Each support lever is a rigid unit across a central pivot rail, which means that downward movement at one side drives the opposing side upward. This promotes a smooth, mutually assistive cycling action that provides continuous support for each leg. 

Unlike other lever designs (see above) which can only move in a single fixed sequence, the Manta has multiple independent levers, each free to move with any body shape sitting on them. This makes the Manta design suitable for any size of rider, including children. 

The rearmost support levers are fixed in relation to the pivot rail, to enhance the lateral stability of both bicycle and rider. 

Each support lever is slightly raised at the centre to position the rider. 

The gaps between the support levers also allow the maximum possible air flow to the thighs and buttocks legs, providing excellent ventilation - significantly more than many conventional saddles allow. 

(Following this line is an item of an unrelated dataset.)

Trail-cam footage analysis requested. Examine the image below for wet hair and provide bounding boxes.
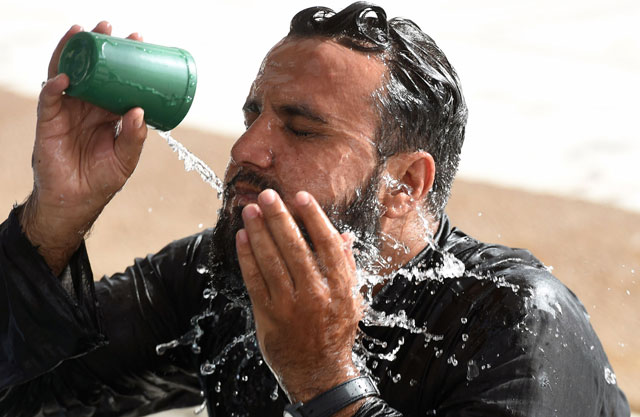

Jon Catling: Right from the start I was adamant that there had to be no loss of performance or bike control. This mattered at least as much as taking away the pressure and pain. Good ventilation is important too because a cool, dry ride is a much pleasanter and healthier ride.’

The support levers are potentially replaceable with levers of different materials or dimensions or flexibility. The central pivot rail and the metal rail that attaches to the bicycle or other receiving equipment may also be replaced if necessary or desirable. 

Emergence of first known zero-pressure bicycle saddle

The most significant benefit of the Manta saddle design is that it imposes no measurable pressure on the highly vulnerable pudendal regions of both sexes. This has been confirmed by independent analysis of both the design and the actual saddle, by the universities of Cambridge and Dundee respectively.

It is reasonable to claim that the Manta is the first viable bicycle saddle design not to impose measurable pressure on tissues and arteries or impede blood flow - tests suggest that the Manta bicycle saddle actually increases blood flow - and at the time of writing offers health and well-being advantages not available from other saddle designs. 

Jon Catling: ‘I’ve no idea who designs nosed saddles but there can’t be a urologist among them. While prototyping the Manta design, one of the things that kept me going was very positive feedback from urologists and other medical specialists who deal every day with the often life-changing damage caused by nosed saddles. In terms of preventing pain and internal injury the Manta is a game-changer, which is why I’ll always be fully committed to it.’